Ufficialmente non e' proprio cosi', mi trovo infatti nella provincia del Gansu, che si allunga da Ovest ad Est per piu' di mille chilometri, ma una volta raggiunta la grande metropoli di Lanzhou, vero e proprio volto della nuova Cina proiettata verso il futuro, a sole 4 ore di autobus si entra in un paesaggio fatto di grandi montagne, vasti pascoli e mandrie di yak: e' questa la storica regione dell'Admo, per secoli parte integrante, e di non poca importanza (l'attuale Dalai Lama ne e' originario), del regno del Tibet.
Raggiungo Xiahe, la cui citta' monastica e' seconda per importanza solo a quella di Lhasa: qui giungono da tutta la regione circostante migliaia di pellegrini e per tutto il giorno una lunga processione percorre il circuito di tre chilometri attorno al complesso di edifici sacri facendo ruotare le numerose ruote di preghiera, innalzando cosi' al cielo le invocazioni su di esse dipinte e contenute.
Il monastero di Labrang, fondato nel 1709, ospita al suo interno piu' di 1000 monaci dell'ordine dei Gelugpa, i berretti gialli, una
delle sette del buddismo tibetano; oltre al tempio principale, la citta' contiene un'altra dozzina di templi e santuari, vari istituti di insegnamento, veri e propri "college" per giovani aspiranti monaci, le abitazioni dei buddha viventi e le residenze di tutti gli altri monaci.
Di buon'ora, bardato di tutto punto per resistere ad una temperatura polare che non raggiunge gli zero gradi, mi reco alla citta' monastica in tempo per assistere alla preghiera del mattino, ed eccomi catapultato in un altro mondo: nell'oscurita' della grande sala, profumata dal fumo dei rami di cipresso ed appestata dall'odore delle candele al burro di yak, risuona il canto cupo e gutturale di centinaia di monaci vestiti di porpora che siedono in fila intonando vecchi mantra; tutt'attorno, rappresentazioni del Buddha osservano pacifiche lo svolgimento di queste funzioni.
All'esterno, col passare delle ore, cresce la folla di pellegrini che percorrono in senso orario le vie attorno agli edifici sacri; alcuni di essi coprono l'intero circuito prostrandosi completamente a terra per tutta la lunghezza del proprio corpo fino a toccare il suolo con la fronte, proteggendosi solamente con guanti alle mani ed un lungo grembiule.

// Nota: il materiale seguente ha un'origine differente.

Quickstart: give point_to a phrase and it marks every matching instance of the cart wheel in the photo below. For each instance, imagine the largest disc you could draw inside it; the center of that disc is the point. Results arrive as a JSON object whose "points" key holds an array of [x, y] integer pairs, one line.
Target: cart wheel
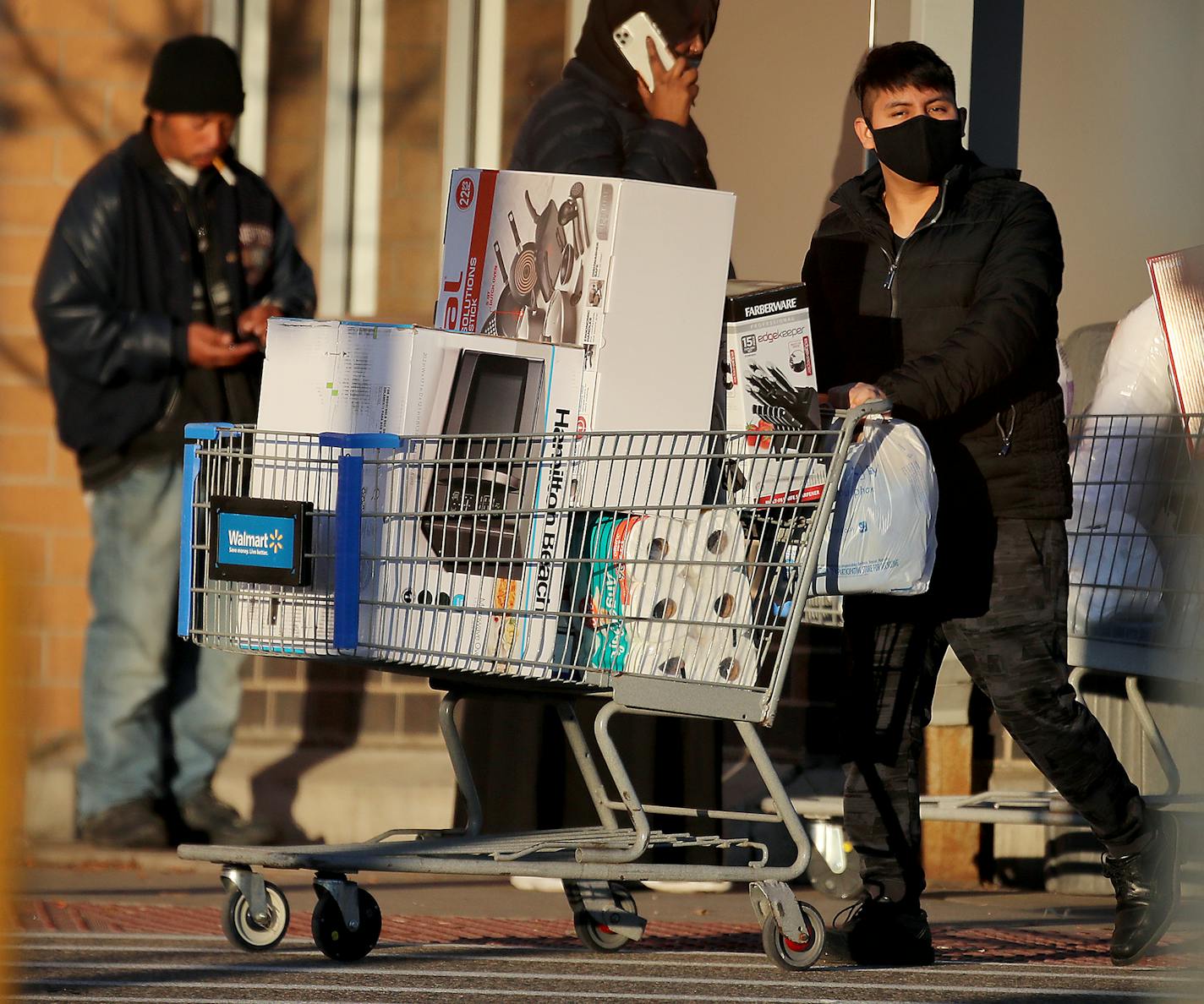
{"points": [[244, 932], [330, 932], [599, 936], [791, 955], [596, 936]]}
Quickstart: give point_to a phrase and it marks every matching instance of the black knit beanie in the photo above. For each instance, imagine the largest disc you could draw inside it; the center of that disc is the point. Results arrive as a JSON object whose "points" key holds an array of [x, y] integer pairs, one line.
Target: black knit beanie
{"points": [[195, 74]]}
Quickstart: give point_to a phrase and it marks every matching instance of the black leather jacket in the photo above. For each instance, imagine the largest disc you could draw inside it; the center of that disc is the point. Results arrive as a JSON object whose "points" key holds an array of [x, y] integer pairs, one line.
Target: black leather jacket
{"points": [[114, 294]]}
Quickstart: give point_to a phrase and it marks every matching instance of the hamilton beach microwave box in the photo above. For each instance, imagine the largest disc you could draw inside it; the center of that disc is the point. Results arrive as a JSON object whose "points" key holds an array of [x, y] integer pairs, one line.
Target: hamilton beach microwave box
{"points": [[632, 272], [415, 382], [769, 371], [474, 544]]}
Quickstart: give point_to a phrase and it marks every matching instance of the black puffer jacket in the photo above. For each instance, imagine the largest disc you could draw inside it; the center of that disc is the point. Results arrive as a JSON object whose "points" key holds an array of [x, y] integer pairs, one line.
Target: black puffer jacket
{"points": [[959, 326], [114, 294], [585, 125]]}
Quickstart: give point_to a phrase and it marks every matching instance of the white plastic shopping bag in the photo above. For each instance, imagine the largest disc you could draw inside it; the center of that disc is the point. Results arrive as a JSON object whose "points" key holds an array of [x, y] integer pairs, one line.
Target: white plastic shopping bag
{"points": [[883, 532]]}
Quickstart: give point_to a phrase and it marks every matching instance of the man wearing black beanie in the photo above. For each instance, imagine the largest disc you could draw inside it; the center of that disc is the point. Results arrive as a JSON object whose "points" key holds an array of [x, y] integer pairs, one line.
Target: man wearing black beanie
{"points": [[153, 301]]}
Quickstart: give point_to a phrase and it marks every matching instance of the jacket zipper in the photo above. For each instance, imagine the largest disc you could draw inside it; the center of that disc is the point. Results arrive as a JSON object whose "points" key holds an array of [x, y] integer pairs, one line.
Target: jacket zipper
{"points": [[894, 259]]}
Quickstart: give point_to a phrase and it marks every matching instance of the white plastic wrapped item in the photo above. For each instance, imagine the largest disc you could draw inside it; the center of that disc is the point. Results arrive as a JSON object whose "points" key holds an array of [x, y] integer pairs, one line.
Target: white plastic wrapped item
{"points": [[883, 533], [1115, 465], [1119, 570], [1064, 380]]}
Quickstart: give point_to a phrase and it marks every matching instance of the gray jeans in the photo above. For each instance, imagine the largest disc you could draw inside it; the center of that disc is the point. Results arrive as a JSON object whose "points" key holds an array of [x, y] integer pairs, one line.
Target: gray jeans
{"points": [[150, 700]]}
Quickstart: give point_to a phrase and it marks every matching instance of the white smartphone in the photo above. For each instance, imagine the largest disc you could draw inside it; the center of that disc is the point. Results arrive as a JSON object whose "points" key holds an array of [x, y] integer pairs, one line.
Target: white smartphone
{"points": [[632, 37]]}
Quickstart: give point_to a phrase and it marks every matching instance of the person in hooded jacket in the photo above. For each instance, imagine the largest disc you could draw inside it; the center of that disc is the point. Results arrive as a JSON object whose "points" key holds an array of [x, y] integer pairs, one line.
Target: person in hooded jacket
{"points": [[934, 283], [601, 119]]}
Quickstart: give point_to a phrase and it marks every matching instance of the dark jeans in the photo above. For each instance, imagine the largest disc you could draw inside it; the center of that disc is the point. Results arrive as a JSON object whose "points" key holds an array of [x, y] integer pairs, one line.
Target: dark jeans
{"points": [[1015, 652]]}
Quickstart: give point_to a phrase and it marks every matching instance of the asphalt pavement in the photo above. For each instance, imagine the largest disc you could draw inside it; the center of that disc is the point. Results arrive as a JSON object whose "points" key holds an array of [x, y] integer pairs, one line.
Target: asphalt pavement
{"points": [[114, 927]]}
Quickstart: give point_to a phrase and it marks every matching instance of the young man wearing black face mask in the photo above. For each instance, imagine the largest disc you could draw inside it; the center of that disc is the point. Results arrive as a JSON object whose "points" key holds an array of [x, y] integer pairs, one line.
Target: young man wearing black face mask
{"points": [[934, 283]]}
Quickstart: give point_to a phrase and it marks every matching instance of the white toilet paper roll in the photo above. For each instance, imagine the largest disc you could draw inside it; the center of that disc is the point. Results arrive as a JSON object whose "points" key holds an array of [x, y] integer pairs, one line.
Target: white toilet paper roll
{"points": [[676, 658], [658, 612], [724, 600], [652, 541], [725, 657], [716, 536]]}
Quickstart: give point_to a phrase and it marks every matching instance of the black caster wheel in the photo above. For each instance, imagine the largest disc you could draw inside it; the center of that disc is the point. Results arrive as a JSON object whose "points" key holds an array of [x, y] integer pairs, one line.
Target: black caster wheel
{"points": [[598, 936], [241, 928], [330, 932], [788, 953]]}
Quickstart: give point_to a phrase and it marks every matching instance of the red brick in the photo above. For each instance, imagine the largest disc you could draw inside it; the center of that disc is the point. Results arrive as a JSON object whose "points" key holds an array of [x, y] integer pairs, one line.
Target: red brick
{"points": [[54, 105], [51, 507], [138, 17], [16, 309], [70, 555], [53, 712], [23, 553], [25, 156], [25, 407], [25, 456], [63, 658], [23, 357], [76, 16], [125, 110], [20, 254], [76, 155], [62, 606], [30, 204]]}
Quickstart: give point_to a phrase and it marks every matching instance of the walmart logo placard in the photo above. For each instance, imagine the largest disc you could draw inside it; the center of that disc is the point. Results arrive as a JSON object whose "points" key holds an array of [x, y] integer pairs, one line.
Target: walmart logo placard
{"points": [[259, 541], [264, 541]]}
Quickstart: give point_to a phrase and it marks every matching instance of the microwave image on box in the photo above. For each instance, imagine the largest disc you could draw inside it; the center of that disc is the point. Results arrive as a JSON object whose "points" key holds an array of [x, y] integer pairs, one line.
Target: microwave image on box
{"points": [[483, 482]]}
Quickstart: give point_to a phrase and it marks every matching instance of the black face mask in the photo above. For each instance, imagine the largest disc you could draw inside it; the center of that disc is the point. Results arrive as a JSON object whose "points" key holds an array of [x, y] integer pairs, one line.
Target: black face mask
{"points": [[922, 150]]}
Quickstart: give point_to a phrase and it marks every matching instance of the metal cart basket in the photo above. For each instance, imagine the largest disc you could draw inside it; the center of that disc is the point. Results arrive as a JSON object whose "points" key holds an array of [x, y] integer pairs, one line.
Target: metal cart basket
{"points": [[466, 560]]}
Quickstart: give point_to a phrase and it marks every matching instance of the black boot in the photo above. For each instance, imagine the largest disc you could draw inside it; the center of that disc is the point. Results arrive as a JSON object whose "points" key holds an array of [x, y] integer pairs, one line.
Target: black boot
{"points": [[883, 932], [129, 826], [1147, 893]]}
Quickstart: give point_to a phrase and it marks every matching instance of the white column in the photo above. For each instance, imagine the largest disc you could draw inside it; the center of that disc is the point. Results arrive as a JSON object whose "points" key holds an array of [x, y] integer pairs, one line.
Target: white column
{"points": [[222, 19], [574, 19], [948, 28], [459, 90], [369, 141], [490, 79], [337, 177], [253, 54]]}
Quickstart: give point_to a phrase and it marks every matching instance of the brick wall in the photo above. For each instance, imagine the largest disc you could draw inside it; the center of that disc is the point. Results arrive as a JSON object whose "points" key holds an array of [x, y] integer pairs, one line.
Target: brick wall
{"points": [[74, 77]]}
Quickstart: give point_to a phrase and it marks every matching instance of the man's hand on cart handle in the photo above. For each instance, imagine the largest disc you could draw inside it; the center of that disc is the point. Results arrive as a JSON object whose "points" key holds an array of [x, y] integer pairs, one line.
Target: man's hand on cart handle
{"points": [[854, 395], [253, 323], [213, 349]]}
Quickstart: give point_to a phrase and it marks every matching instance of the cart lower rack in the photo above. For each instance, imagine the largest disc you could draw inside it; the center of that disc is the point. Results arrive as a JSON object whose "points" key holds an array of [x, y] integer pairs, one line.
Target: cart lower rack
{"points": [[466, 560]]}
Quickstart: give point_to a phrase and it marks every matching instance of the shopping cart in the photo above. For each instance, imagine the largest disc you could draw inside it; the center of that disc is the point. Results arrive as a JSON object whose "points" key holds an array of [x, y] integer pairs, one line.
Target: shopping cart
{"points": [[465, 560], [1136, 598]]}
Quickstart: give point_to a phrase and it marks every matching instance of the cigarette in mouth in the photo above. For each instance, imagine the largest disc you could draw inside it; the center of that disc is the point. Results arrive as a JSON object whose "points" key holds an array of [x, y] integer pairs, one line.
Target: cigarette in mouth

Cosi' per tutto il giorno e per tutti i giorni: monaci e
pellegrini impegnati in una devota preghiera.
Io mi allontano dopo sola mezza giornata e vado a fare un giro per l'altra citta', divisa tra quartiere tibetano, musulmano e cinese; ovviamente anche qui il progresso avanza e nuovi edifici vengono costruiti al posto dei vecchi, cercando solo superficialmente, e senza neanche riuscirci bene, di mantenere quel classico stile tibetano che da sempre e' stato usato in questa parte del paese.
Dopo due giorni di immersione completa nella spiritualita' di questo piccolo mondo, ridiscendo valle, nella frenetica ed inquinata Lanzhou; essendo ormai fuori stagione, ho dovuto anche rimandare la visita alle promettenti "praterie di Ganjia", a soli pochi chilometri di distanza, ma la loro ubicazione e' ormai saldamente memorizzata nel mio cervello.
Saluto dunque i pelati monaci di Labrang, i giovani tibetani dai capelli lunghi ed il pugnale alla cintola, le donne dal viso scottato dal sole, i vecchi pellegrini che trascinano i loro corpi stanchi attorno al monastero, li lascio sperando un giorno di ritornare e trovare intatta la loro fede e la loro esemplare forza d'animo.